Axios Hire Signals Commitment to Local Strategy

We may pay too much attention to what Axios is up to in the local space. But perhaps not. Today, for example, Axios named a senior editor from the New York Times as its executive editor for Axios Local. The move is yet another clear example that Axios is all “in” on Local.

New hire Jamie Stockwell’s portfolio will expand from 25 cities by mid-summer this year to 50 cities by the end of 2023.

Perhaps the resume item that spoke most to the Axios Local team was Stockwell’s having overseen the New York Times coverage of the state of Texas. In order to be successful at covering local, one needs to understand the nuances and complexities of how local is considerably different from a national news process. 
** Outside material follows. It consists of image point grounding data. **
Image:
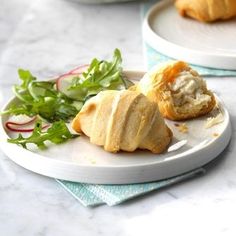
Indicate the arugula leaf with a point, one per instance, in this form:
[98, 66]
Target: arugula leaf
[101, 75]
[41, 98]
[57, 133]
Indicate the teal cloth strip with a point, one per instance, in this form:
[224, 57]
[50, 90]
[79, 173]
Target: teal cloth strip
[154, 57]
[94, 194]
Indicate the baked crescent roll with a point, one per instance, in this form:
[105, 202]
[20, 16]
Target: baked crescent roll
[178, 90]
[207, 10]
[123, 120]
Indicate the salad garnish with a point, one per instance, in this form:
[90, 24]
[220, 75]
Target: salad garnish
[58, 101]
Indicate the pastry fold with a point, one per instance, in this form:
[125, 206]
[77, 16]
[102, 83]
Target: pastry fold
[123, 120]
[178, 90]
[207, 10]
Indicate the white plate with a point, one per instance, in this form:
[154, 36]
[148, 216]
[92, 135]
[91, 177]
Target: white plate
[211, 45]
[80, 161]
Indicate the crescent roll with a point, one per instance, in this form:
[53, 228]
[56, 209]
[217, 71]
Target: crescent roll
[207, 10]
[178, 90]
[123, 120]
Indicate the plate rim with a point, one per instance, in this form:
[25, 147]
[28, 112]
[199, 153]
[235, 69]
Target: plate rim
[10, 150]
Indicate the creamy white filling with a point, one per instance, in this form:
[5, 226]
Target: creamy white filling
[187, 89]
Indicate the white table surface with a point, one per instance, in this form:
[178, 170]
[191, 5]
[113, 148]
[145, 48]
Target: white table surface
[51, 36]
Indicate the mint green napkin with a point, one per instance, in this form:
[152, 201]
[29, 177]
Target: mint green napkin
[154, 57]
[95, 194]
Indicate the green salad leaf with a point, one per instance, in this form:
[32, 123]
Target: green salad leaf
[57, 133]
[41, 98]
[101, 75]
[46, 100]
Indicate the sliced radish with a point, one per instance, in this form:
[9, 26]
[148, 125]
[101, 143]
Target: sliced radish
[17, 126]
[79, 69]
[64, 83]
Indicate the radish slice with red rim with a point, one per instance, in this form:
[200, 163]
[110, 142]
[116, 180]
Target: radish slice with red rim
[79, 69]
[16, 123]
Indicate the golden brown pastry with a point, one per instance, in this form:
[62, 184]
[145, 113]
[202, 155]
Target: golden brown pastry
[123, 120]
[207, 10]
[178, 90]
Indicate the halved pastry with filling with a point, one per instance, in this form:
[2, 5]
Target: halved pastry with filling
[123, 120]
[178, 90]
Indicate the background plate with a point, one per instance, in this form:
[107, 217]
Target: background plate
[206, 44]
[80, 161]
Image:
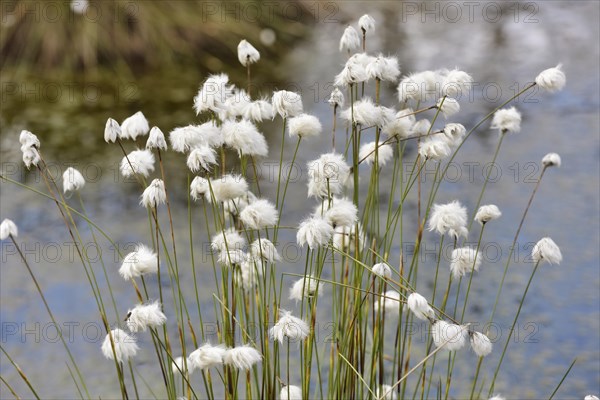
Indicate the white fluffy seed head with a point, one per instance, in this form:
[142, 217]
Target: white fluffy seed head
[242, 357]
[383, 68]
[551, 160]
[453, 134]
[289, 327]
[367, 151]
[338, 212]
[351, 74]
[134, 126]
[327, 175]
[247, 54]
[244, 137]
[456, 83]
[434, 149]
[137, 162]
[112, 131]
[156, 139]
[304, 126]
[143, 316]
[419, 306]
[201, 158]
[207, 356]
[290, 392]
[350, 41]
[421, 127]
[125, 345]
[365, 113]
[449, 218]
[507, 120]
[228, 187]
[199, 188]
[366, 23]
[237, 205]
[551, 79]
[188, 137]
[480, 343]
[315, 232]
[213, 93]
[232, 258]
[140, 262]
[28, 139]
[401, 125]
[8, 228]
[286, 103]
[304, 288]
[451, 336]
[487, 213]
[154, 195]
[448, 106]
[336, 98]
[72, 180]
[464, 260]
[546, 250]
[382, 270]
[31, 156]
[260, 214]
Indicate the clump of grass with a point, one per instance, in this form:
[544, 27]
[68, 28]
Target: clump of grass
[349, 242]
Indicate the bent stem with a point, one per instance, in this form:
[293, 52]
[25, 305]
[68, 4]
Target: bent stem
[512, 247]
[487, 178]
[512, 328]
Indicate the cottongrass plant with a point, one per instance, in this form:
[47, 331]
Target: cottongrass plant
[349, 242]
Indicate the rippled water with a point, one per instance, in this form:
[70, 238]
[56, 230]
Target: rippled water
[560, 320]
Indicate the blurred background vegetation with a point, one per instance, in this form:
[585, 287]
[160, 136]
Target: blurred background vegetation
[68, 65]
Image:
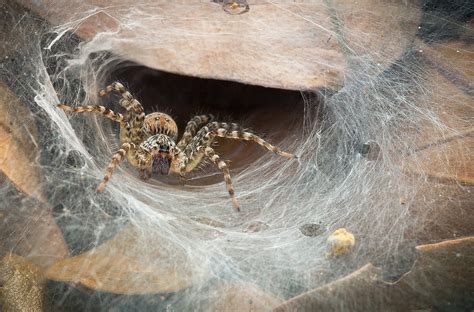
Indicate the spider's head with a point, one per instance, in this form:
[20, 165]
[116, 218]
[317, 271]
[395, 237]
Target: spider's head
[161, 123]
[160, 149]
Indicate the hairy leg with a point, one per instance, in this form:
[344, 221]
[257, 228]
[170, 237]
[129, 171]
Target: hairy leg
[209, 152]
[136, 113]
[116, 158]
[192, 127]
[94, 109]
[234, 131]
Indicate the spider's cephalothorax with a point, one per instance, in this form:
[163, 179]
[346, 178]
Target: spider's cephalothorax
[150, 141]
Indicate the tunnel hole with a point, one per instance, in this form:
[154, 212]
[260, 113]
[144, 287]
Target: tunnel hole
[274, 114]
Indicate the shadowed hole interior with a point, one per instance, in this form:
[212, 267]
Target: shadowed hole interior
[274, 114]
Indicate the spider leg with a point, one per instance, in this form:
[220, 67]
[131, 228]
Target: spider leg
[248, 136]
[134, 108]
[209, 152]
[192, 127]
[94, 109]
[230, 131]
[116, 158]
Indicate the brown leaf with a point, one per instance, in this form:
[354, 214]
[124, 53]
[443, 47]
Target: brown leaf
[17, 144]
[22, 284]
[442, 274]
[445, 153]
[241, 297]
[127, 264]
[284, 45]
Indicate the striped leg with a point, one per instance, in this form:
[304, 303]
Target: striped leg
[205, 136]
[135, 109]
[94, 109]
[209, 152]
[247, 136]
[116, 158]
[192, 127]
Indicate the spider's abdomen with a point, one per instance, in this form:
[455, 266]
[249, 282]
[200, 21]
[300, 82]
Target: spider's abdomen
[160, 123]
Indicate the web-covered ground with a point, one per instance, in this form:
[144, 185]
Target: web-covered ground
[375, 98]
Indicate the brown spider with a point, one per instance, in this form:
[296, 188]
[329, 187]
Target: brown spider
[148, 141]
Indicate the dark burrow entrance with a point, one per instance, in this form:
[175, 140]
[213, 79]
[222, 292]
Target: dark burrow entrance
[275, 114]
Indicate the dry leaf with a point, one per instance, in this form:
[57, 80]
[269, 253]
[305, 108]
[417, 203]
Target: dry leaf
[21, 285]
[128, 265]
[241, 297]
[283, 45]
[452, 161]
[442, 274]
[17, 144]
[27, 227]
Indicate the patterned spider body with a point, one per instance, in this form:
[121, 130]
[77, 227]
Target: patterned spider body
[149, 142]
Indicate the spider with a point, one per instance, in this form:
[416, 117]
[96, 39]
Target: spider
[149, 141]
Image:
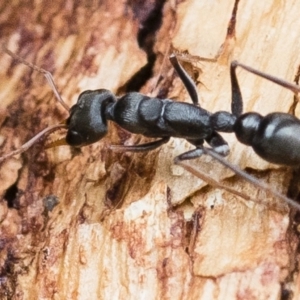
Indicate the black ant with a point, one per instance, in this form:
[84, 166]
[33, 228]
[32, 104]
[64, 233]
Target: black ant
[272, 137]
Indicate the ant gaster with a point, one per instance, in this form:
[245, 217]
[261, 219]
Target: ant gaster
[272, 137]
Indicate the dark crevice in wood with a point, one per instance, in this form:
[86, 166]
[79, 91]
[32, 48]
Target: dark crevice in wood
[150, 20]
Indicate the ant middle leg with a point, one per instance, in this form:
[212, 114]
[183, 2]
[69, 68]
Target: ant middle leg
[141, 147]
[218, 144]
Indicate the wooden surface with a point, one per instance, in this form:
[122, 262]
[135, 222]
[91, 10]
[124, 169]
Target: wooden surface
[136, 226]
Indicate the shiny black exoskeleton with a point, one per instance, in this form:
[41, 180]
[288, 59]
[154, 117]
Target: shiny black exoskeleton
[151, 117]
[274, 137]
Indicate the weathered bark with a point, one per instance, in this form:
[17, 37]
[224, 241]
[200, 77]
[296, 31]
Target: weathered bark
[135, 226]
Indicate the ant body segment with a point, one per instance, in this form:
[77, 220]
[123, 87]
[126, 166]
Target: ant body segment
[272, 137]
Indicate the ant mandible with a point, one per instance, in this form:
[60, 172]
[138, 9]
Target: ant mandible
[272, 137]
Axios Executive Editor for Local Jamie Stockwell

Stockwell’s coverage could include as many as 100 markets later in this century. That would be a considerable challenge for Axios Local. However, it also offers the company a clear shot at participating in the multi-billion dollar local advertising industry. 

Axios Local is putting into place a structure for curating and editing local news content. The company also announced that an early editorial side employee of the Charlotte Agenda — the company Axios purchased in 2020 to help define the local playbook – has taken a role as its Southern bureau chief. 

People or Partnerships?

So today, Axios Local has about 50 employees or roughly two per market. That’s well short of what’s needed to build deep, engaging local content. We assume Axios’ local plans include building a compelling local advertising and sponsorship business. That’s going to require more resources. And it will require partnerships.

We expect Axios Local will pursue creative initiatives with local agencies and publishers to build its revenue. It just doesn’t make sense today to create a large owned and operated local sales force for monetizing local content. 

Axios’ public fundraising stands just south of $60 million. But just four months ago, the company took an undisclosed series D round from Cox Enterprises. That Cox Enterprises – $21B of revenue in 2018 – is an investor comes as no surprise to us. After all, Cox has been in the local media and telecommunications for years. 

So by taking a stake in Axios (and by extension Axios Local) Cox is rightfully pursuing a new local content and ad model. And one built on the economics of the 21st century. And they’re not the only ones. According to the Local Independent Online News Publishers Association, there are some 700 startup publications now operating in the U.S. and Canada.

As we said, we may be paying too much attention to what Axios Local is up to. Maybe you can tell us if we’re on target or off base.